Rationality is man’s basic virtue, the source of all his other virtues. Man’s basic vice, the source of all his evils, is the act of unfocusing his mind, the suspension of his consciousness, which is not blindness, but the refusal to see, not ignorance, but the refusal to know. Irrationality is the rejection of man’s means of survival and, therefore, a commitment to a course of blind destruction; that which is anti-mind, is anti-life.”
…And so on, doing what is “right” is exercising “rational self-interest”. – JH]
(Emerson again: )
“Then, again, do not tell me, as a good man did to-day, of my obligation to put all poor men in good situations. Are they my¯poor? I tell thee, thou foolish Philanthropist, that I grudge the dollar, the dime, the cent I give to such men as do not belong to me and to whom I do not belong. There is a class of persons to whom by all spiritual affinity I am bought and sold; for them I will go to prison, if need be; but your miscellaneous popular charities; the education at college of fools; the building of meeting-houses to the vain end to which many now stand; alms to sots; and the thousandfold relief societies; though I confess with shame I sometimes succumb and give the dollar, it is a wicked dollar which by-and-by I shall have the manhood to withold.”
“So use all that is called Fortune. Most men gamble with her, and gain all, and lose all, as her wheel rolls. But do thou leave as unlawful these winnings, and deal with Cause and Effect, the chancellors of God. In the Will work and acquire, and thou hast chained the wheel of Chance, and shalt always drag her after thee. A political victory, a rise of rents, the recovery of your sick, or the return of your absent friend, or some other quite external event, raises your spirits, and you think good days are preparing for you. Do not believe it. It can never be so. Nothing can bring you peace but yourself. Nothing can bring you peace but the triumph of principles.”
Thank you Emerson. I like a couple of those last phrases:
“In the Will work and acquire, and thou hast chained the wheel of Chance, and shalt always drag her after thee.”
“Nothing can bring you peace but yourself. Nothing can bring you peace but the triumph of principles.”

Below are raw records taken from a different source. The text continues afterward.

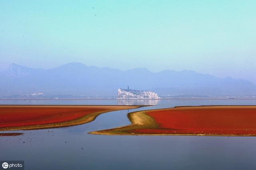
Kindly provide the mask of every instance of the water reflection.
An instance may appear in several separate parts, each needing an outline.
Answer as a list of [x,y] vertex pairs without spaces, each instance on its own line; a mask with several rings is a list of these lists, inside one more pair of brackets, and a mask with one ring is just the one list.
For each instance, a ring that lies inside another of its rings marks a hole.
[[118,105],[157,105],[160,100],[118,100]]

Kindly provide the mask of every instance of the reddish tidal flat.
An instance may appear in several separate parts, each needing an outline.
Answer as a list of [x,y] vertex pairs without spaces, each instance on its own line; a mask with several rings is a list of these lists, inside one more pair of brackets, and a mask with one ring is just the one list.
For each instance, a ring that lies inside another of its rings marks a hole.
[[140,106],[0,106],[0,131],[73,126],[93,121],[103,113]]
[[128,113],[132,124],[91,134],[256,136],[256,106],[183,106]]
[[23,134],[22,133],[0,133],[0,136],[18,136]]

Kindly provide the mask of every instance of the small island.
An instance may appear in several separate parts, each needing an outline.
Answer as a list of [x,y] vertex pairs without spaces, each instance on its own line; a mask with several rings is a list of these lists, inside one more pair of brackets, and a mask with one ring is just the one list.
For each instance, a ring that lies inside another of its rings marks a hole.
[[156,93],[151,91],[138,90],[129,89],[119,88],[117,99],[160,99]]

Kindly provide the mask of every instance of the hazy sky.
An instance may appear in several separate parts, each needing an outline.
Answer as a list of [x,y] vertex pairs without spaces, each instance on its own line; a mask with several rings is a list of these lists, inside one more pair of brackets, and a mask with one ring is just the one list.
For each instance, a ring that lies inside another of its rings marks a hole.
[[0,1],[0,67],[192,70],[256,83],[255,0]]

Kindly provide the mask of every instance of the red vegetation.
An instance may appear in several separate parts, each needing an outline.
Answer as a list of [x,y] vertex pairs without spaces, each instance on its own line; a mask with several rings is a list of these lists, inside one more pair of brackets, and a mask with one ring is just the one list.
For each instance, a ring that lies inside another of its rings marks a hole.
[[158,127],[135,129],[136,134],[256,135],[256,107],[181,107],[148,110]]

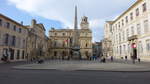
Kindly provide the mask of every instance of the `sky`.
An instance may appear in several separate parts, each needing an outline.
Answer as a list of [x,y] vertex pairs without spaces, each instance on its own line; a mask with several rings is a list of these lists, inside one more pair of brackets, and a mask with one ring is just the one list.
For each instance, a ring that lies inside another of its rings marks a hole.
[[[89,18],[93,42],[104,36],[105,21],[114,20],[137,0],[0,0],[0,13],[17,22],[30,25],[32,19],[43,23],[48,31],[73,28],[74,9],[78,7],[78,24],[81,17]],[[80,26],[79,26],[80,27]]]

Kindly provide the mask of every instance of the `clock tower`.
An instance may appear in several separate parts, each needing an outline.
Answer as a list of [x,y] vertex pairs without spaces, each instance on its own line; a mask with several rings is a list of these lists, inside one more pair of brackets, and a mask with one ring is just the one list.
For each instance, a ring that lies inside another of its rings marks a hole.
[[81,29],[89,29],[88,17],[83,16],[80,24]]

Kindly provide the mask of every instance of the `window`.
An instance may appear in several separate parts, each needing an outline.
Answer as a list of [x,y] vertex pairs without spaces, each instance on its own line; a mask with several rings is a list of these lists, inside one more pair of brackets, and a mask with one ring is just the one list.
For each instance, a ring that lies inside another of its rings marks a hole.
[[16,31],[16,25],[14,25],[13,29],[14,29],[14,31]]
[[139,50],[139,53],[142,53],[142,52],[143,52],[143,46],[142,46],[141,41],[139,42],[138,50]]
[[130,13],[130,19],[133,20],[133,13]]
[[19,33],[21,33],[21,31],[22,31],[21,28],[19,28]]
[[122,40],[123,41],[125,40],[125,32],[124,31],[122,32]]
[[2,26],[2,19],[0,19],[0,26]]
[[139,16],[139,8],[136,9],[136,16]]
[[118,27],[120,28],[120,22],[118,23]]
[[120,55],[122,54],[122,47],[120,46]]
[[57,56],[57,51],[54,51],[54,56]]
[[127,38],[129,37],[129,29],[127,29]]
[[86,43],[85,46],[86,46],[86,48],[87,48],[87,47],[88,47],[88,44]]
[[134,27],[131,27],[131,35],[134,35]]
[[145,33],[148,33],[148,32],[149,32],[148,26],[149,26],[149,25],[148,25],[148,20],[145,20],[145,21],[144,21],[144,32],[145,32]]
[[8,40],[9,40],[9,34],[4,35],[4,44],[8,45]]
[[126,23],[128,23],[128,16],[126,16]]
[[57,42],[55,41],[55,42],[54,42],[54,47],[56,47],[56,46],[57,46]]
[[146,8],[146,3],[143,4],[143,12],[145,12],[147,10]]
[[25,57],[24,57],[24,50],[22,51],[22,59],[24,59]]
[[140,24],[137,24],[137,33],[141,34],[141,25]]
[[62,47],[65,47],[65,41],[63,41],[63,45],[62,45]]
[[55,36],[57,36],[57,33],[55,33]]
[[9,23],[9,22],[6,23],[6,27],[7,27],[7,28],[10,27],[10,23]]
[[17,50],[17,59],[20,59],[20,50]]
[[122,26],[124,26],[124,20],[122,19]]
[[63,36],[65,36],[66,34],[65,33],[63,33]]
[[146,50],[150,51],[150,40],[146,41]]
[[119,43],[121,42],[121,33],[119,33]]
[[15,46],[15,44],[16,44],[16,37],[12,36],[12,46]]

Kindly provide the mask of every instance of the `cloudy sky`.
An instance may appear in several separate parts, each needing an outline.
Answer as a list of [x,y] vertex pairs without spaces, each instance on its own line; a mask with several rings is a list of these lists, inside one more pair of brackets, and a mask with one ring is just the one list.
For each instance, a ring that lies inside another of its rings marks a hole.
[[113,20],[136,0],[0,0],[0,13],[25,25],[35,18],[47,30],[51,27],[72,28],[74,7],[78,6],[78,19],[89,17],[93,42],[103,38],[104,23]]

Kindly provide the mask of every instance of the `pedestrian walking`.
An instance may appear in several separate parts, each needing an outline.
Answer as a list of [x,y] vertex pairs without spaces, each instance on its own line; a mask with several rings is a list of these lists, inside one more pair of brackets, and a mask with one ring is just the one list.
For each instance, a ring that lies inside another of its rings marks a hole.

Yaron Brook, Executive Director of the Ayn Rand Institute, recently commented on the post-election in a letter to subscribers. A few extracts:
The election of 2012 is over. Many of us are discouraged, disheartened and even depressed. But what happened?
Mitt Romney was far from the ideal candidate. He proved painfully incapable of defending business, his own private equity career, and the profit motive.
Obama, rather than attacking Romney’s political record, resorted to smearing him philosophically—by labeling him a rich and greedy businessman who put profits over people. It is deeply worrisome that this tactic succeeded.
Romney lost on economics because he could not explain why economic freedom is moral. And he lost on “social issues” because he abandoned freedom altogether, opposing in one way or another such things as immigration, stem cell research, abortion, and the separation of church and state.
The takeaway from the 2012 elections in my view is this. While we have made tremendous strides over the past four years, there is simply no substitute for patient, consistent advocacy, and, above all, education—education of our young people as well as education of older people who, confronting the realities of this election, want to understand what has happened, and honestly seek solutions.